Vali Schumann, davetlileri zarif eşiyle birlikte karşıladı. Davet için teşekkür ettik, bize de katılımımızdan dolayı teşekkür edildi. Tanıdık simalarla hoş sohbetler gerçekleştirdik. Vali Schumann’ın selamlama konuşmasının ardından, parmak uçlarıyla yenebilen ikramlarla konuklar arasında samimi bir atmosfer oluştu. Bu sırada, ben de üyesi olduğum “PASSAT’I KURTARALIM/YAŞATALIM” derneğinin yönetim odasına giderek, gemi ile ilgili bilgilerimi tazeledim.
PASSAT gemisi, Hamburg tersanesi Blohm&Voss’ta inşa edilmiş ve 24 Aralık 1911’de suya indirilmiştir. 34 kişilik mürettebatıyla ilk seferine çıkan gemi, 1957 yılına kadar Güney Amerika’dan Almanya’ya çeşitli tahıl ürünleri taşımıştır. 1959 yılında Lübeck Senatosu tarafından satın alınan PASSAT, bugün bir müze gemisi olarak hizmet vermektedir. Düğün törenleri ve öğrenci gezileri için de sıkça ziyaret edilmektedir.
Saat 22:45’te, kasabadan atılacak havai fişeklerle Travemünde Kültür Haftası’nın kapanışı yapılacağını öğrendik. Ancak, son toplu ulaşım araçlarını kaçırmamak için bu şöleni bekleyemedik. PASSAT’ın kuzeyinde, Trave Nehri’nin Baltık Denizi’ne döküldüğü yerde, yaz aylarında çalışan yolcu feribotuyla kasabaya döndük.

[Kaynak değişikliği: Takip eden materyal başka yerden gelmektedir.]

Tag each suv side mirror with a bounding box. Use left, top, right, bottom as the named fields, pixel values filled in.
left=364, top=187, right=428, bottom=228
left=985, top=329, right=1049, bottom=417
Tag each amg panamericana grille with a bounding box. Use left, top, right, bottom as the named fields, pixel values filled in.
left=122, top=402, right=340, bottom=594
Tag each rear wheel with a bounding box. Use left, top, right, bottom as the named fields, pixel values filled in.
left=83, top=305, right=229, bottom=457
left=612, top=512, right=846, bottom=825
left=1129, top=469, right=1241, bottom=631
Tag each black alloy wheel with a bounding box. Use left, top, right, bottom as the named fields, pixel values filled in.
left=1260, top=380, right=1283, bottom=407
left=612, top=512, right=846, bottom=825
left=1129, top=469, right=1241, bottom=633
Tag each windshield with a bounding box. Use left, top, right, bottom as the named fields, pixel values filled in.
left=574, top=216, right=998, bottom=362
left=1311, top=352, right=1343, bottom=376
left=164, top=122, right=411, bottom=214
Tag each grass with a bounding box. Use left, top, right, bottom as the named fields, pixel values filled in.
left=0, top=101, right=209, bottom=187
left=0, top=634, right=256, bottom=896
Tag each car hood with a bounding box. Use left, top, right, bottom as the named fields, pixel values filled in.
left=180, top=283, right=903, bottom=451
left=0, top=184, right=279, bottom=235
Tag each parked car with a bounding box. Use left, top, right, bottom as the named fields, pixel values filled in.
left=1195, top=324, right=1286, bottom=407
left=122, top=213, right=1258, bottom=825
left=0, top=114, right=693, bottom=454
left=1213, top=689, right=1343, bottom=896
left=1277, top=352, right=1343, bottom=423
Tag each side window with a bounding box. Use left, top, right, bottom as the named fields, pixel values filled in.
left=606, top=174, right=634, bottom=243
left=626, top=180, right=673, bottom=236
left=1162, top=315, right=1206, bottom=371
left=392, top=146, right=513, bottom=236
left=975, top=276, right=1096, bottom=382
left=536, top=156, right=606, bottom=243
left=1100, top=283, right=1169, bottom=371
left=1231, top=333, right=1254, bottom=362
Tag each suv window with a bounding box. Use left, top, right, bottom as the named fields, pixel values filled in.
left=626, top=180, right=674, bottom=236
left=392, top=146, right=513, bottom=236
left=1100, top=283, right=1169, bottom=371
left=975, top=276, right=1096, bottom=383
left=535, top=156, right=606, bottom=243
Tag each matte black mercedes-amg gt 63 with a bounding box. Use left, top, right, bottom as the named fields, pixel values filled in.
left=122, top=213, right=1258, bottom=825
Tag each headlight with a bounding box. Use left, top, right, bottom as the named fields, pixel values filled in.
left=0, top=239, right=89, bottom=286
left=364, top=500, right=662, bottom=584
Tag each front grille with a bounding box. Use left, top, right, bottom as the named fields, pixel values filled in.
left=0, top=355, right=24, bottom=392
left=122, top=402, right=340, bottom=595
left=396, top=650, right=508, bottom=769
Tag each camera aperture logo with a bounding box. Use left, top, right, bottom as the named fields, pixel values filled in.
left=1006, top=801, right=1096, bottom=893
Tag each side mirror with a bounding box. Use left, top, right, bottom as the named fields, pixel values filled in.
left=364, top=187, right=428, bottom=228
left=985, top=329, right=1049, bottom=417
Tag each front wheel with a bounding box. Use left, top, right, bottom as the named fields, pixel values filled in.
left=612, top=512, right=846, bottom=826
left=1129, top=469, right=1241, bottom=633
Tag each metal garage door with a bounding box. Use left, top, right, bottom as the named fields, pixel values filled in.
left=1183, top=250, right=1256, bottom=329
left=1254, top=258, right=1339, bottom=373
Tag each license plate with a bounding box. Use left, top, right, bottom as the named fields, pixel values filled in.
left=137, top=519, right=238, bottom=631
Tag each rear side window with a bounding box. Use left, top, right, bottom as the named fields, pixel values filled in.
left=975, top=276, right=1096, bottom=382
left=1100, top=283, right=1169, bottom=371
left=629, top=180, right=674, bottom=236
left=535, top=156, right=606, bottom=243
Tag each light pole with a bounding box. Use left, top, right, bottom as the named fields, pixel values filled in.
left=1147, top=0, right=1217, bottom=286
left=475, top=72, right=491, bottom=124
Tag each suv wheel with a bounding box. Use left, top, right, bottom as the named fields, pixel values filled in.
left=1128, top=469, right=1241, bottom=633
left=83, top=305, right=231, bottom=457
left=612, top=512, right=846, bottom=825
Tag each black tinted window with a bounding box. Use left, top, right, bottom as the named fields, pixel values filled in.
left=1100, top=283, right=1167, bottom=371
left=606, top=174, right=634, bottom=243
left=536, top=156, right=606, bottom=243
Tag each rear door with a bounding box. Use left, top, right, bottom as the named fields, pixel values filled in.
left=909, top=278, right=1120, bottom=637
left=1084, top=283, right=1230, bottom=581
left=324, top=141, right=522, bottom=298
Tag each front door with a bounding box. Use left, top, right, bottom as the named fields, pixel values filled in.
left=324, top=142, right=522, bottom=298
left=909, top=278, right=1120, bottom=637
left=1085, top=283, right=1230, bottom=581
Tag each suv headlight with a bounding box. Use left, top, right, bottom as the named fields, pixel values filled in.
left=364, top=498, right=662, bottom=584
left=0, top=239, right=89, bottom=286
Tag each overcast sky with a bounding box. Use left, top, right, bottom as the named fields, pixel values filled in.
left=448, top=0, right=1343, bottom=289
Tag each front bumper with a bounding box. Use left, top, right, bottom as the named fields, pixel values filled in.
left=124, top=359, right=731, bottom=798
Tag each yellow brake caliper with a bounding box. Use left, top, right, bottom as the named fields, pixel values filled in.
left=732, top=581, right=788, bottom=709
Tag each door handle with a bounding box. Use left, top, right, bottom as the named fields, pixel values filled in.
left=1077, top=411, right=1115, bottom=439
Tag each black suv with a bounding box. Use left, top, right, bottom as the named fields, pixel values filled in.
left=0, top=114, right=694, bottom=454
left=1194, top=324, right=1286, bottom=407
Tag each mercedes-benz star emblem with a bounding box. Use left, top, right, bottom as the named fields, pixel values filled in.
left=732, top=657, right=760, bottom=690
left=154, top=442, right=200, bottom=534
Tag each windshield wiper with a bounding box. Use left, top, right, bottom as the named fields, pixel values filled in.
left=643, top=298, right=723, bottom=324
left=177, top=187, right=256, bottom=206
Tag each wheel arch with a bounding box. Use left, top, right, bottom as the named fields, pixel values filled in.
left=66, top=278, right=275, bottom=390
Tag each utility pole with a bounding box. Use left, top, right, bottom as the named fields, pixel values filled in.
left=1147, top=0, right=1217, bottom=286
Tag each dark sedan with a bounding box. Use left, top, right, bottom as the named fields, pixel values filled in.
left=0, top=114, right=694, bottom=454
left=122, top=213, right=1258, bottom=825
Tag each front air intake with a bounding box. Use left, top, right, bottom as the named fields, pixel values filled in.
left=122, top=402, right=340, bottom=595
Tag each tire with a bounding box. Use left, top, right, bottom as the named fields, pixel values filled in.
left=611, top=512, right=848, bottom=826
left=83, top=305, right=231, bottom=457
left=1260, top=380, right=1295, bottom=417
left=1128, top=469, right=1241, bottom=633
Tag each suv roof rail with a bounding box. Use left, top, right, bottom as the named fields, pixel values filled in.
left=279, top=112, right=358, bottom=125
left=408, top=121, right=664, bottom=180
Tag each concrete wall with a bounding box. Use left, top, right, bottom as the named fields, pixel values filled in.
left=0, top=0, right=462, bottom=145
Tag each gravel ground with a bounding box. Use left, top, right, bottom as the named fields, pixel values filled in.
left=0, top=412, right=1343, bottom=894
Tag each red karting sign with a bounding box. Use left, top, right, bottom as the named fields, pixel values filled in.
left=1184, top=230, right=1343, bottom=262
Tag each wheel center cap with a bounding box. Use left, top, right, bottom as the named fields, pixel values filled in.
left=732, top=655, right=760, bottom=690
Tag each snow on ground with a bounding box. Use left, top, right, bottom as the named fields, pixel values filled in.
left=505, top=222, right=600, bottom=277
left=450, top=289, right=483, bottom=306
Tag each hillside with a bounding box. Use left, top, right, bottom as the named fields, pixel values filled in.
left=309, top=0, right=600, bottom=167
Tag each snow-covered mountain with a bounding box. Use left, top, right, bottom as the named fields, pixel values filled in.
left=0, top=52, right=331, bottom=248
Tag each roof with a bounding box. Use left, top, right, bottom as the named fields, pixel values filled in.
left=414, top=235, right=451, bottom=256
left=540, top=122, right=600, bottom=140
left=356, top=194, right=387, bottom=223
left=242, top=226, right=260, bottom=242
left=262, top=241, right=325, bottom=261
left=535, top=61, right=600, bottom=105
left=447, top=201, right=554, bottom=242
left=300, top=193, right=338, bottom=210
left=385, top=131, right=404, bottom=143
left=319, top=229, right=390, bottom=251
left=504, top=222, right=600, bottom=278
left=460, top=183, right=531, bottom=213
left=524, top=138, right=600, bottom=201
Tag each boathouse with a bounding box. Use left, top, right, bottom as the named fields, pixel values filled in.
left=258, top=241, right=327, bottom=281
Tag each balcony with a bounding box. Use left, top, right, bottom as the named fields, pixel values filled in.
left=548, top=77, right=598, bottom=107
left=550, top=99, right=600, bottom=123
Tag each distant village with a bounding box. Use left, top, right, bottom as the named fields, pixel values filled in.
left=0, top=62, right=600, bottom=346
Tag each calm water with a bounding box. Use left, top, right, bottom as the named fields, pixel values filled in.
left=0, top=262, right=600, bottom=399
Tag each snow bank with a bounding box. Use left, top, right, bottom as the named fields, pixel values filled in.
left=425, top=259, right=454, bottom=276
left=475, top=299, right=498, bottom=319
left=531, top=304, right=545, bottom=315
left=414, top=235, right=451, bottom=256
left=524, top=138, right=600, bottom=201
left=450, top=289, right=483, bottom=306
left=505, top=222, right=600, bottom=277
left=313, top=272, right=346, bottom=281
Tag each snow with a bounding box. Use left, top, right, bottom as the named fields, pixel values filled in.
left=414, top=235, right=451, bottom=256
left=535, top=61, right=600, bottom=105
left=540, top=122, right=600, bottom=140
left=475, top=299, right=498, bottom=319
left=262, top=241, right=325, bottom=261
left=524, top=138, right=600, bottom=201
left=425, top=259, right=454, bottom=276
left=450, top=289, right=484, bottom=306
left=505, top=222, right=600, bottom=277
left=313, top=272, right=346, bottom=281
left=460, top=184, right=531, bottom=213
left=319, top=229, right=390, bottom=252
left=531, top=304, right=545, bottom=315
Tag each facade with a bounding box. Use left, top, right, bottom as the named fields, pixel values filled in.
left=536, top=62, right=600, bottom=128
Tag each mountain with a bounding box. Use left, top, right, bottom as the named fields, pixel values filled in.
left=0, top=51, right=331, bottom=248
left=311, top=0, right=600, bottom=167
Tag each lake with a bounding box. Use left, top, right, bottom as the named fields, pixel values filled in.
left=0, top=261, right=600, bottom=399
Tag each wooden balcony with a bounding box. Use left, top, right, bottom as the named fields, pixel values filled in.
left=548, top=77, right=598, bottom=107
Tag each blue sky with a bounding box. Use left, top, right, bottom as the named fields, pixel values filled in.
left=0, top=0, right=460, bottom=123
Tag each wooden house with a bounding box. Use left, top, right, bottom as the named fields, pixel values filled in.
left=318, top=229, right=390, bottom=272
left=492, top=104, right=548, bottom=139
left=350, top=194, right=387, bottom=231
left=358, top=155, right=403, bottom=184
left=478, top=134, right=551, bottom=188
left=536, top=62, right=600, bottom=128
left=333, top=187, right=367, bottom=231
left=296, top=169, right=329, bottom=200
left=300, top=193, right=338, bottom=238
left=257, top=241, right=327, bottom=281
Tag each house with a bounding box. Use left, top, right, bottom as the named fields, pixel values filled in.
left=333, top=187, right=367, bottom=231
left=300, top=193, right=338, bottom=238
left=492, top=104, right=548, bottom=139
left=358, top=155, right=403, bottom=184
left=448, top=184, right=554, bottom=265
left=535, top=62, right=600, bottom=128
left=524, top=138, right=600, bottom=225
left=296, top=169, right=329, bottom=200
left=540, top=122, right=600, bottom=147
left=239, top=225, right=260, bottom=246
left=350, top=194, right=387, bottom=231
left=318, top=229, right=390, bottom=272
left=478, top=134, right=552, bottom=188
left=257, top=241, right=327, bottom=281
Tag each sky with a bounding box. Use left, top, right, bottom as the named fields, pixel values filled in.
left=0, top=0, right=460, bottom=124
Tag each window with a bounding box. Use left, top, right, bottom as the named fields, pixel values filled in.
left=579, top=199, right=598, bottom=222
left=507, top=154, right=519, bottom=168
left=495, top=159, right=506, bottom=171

Kuzey kordonda biraz dolaştıktan sonra, sahil boyunca sıralanmış çadırlarda satılan yiyecek, içecek ve hediyelik eşyalara göz attık. Sahilde kurulan müzik sahnelerinden gelen gürültülü müzikler eşliğinde, kravatsız dolaşmanın rahatlığını yaşadım. Cafe Junge’de içtiğim bir fincan kahve eşliğinde yazıma son rötuşları yaptım ve biraz gecikmeli gelen otobüsümüze yetiştim. Geriye dönüp baktığımda, gökyüzünü aydınlatan havai fişekler şehri büyülü bir atmosfere bürümüştü.
Travemünde'nin Kumarhane Hikayesi
Bu vesileyle, Travemünde'nin geçmişine dair bir hikayeyi de paylaşmak istiyorum. 1980'li yıllarda, Travemünde kasabası kumarhaneleriyle de ünlüydü. Almanya’da çalışıp kazandıkları parayı gazinolarda harcayan bazı vatandaşlarımız, eşlerinin gazinolara şikayetleriyle karşılaşırdı. Kumarhane müdürleri, bu kadınların şikayetlerini dikkate alarak, kumarbaz eşlerin fotoğraflarını kapıdaki görevlilere verir ve bu kişilerin içeri alınmamasını sağlardı. Böylece, kadınlarımız kumarbaz eşlerini kumarhanelere şikayet ederek yola getirmeyi başarmışlardı.
Bu hikaye, umarız ki kumarbaz eşleri olan tüm kadınlara bir öğüt olur.